There was a long pause, and the Doctor just smiled at Rose and Jack, waiting not-so-patiently for a reply. He pressed the button and tried again.

`I seek audience with the Raxacorico . . .'

`Audience under convention 15 is granted,' a pleasant voice replied. `May we ask who seeks audience?'

`I'm the Doctor, and I have two companions. May I also know who I am addressing?'

`I am Bratch Tel Tack Palsameer-Kai Jahbeen, attaché to the Minister of External Affairs . . . Er, doctor who?'

`Just, the Doctor,' he said in his usual, cheerful style. `We have something of yours, and we need to return it.'

`Really, what could an off-worlder have that belongs to us?'

`Er . . . it's an egg,' the Doctor said hesitantly.

`Oh, how nice, you've brought breakfast,' Bratch said with pleasant sarcasm.

`No, no, you misunderstand. It's a Raxacoricofallapatorian egg . . . y'know, one of your lot.'

`Oh!'

The Doctor landed the TARDIS in a designated area and met with Bratch Tel Tack Palsameer-Kai Jahbeen, and a delegation from the medical profession, who would take responsibility for the egg.

He explained that there had been . . . `an accident' with a complex alien machine, and the individual had been regressed to an egg.

`Do you know who it was?' Bratch asked, looking at the egg.

`Er, no, we never found out her name,' the Doctor lied. They didn't want the Slitheen family getting their hands on Blon and turning her into a homicidal maniac again. This was supposed to be her second chance, and they would give her the best chance they could.

`She just needs a kind and loving family to bring her up right,' Rose said with sincerity.

`Of course,' one of the doctors said. `We will find adoptive parents for when she hatches, they will imprint on each other.'

`Right, now that's sorted, we'll be off then,' the Doctor said smiling and thrusting his hands in his jacket pockets.

`Won't you stay and enjoy our hospitality, as a thank you for your kindness,' Bratch said.

The Doctor and Rose visibly paled, and the Doctor gulped loudly. Jack, on the other hand, was smiling and looking forward to some Raxacoricofallapatorian hospitality.

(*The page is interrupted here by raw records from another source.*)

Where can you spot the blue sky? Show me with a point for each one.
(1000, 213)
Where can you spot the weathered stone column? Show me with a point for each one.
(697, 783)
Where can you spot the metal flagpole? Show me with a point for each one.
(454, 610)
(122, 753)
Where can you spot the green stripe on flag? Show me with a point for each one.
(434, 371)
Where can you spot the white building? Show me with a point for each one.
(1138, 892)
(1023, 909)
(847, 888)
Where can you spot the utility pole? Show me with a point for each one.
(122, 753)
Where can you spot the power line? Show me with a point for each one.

Jack, being a fiftieth century guy, had an open mind about foreigners, and it was fair to say, very liberal views. He had only ever met Margaret, aka, Blon Fel Fotch Passameer-Day Slitheen, and although the Doctor and Rose had told him about her family's attempt to turn the Earth into radioactive fuel, speak as you find, she didn't seem that bad (apart from the smell, the farting, and wearing a dead woman's skin).

The Doctor and Rose on the other hand, had experienced the Slitheen in London trying to kill them, and the Blathereen on Justica trying to kill them. On the whole, their experience of the Raxacoricofallapatorians had not made a good impression.

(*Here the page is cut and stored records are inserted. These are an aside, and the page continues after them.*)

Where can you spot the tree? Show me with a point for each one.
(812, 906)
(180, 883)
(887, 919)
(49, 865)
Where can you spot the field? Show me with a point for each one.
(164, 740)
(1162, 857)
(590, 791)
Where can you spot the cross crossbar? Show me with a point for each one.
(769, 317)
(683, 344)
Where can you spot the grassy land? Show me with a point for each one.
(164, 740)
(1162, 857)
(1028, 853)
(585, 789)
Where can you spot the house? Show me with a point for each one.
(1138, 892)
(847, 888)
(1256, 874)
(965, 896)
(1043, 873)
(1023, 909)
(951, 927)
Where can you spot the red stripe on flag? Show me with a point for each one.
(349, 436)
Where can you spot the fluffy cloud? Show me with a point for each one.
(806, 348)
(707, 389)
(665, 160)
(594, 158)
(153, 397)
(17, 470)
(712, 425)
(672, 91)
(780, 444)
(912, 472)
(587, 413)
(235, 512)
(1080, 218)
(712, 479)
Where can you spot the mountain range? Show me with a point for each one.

The Doctor knew that under convention 15 of the Shadow Proclamation, they were quite safe. No one, and I mean no one, wants Jadoon troops stomping about their world causing all sorts of bother. They may not have been very bright, but they couldn't be bribed, couldn't be reasoned with, and couldn't be stopped from performing their duty.

`Er, no thanks,' the Doctor said, managing to force a smile on his lips. `Must be going, things to do, places to be.'

`Very well, thank you again Doctor for your kindness.'

Jack looked disappointed, as they turned and headed back to the TARDIS. He was probably hoping to get another proverbial notch on the proverbial bedpost. (Well, he did have liberal views about foreigners)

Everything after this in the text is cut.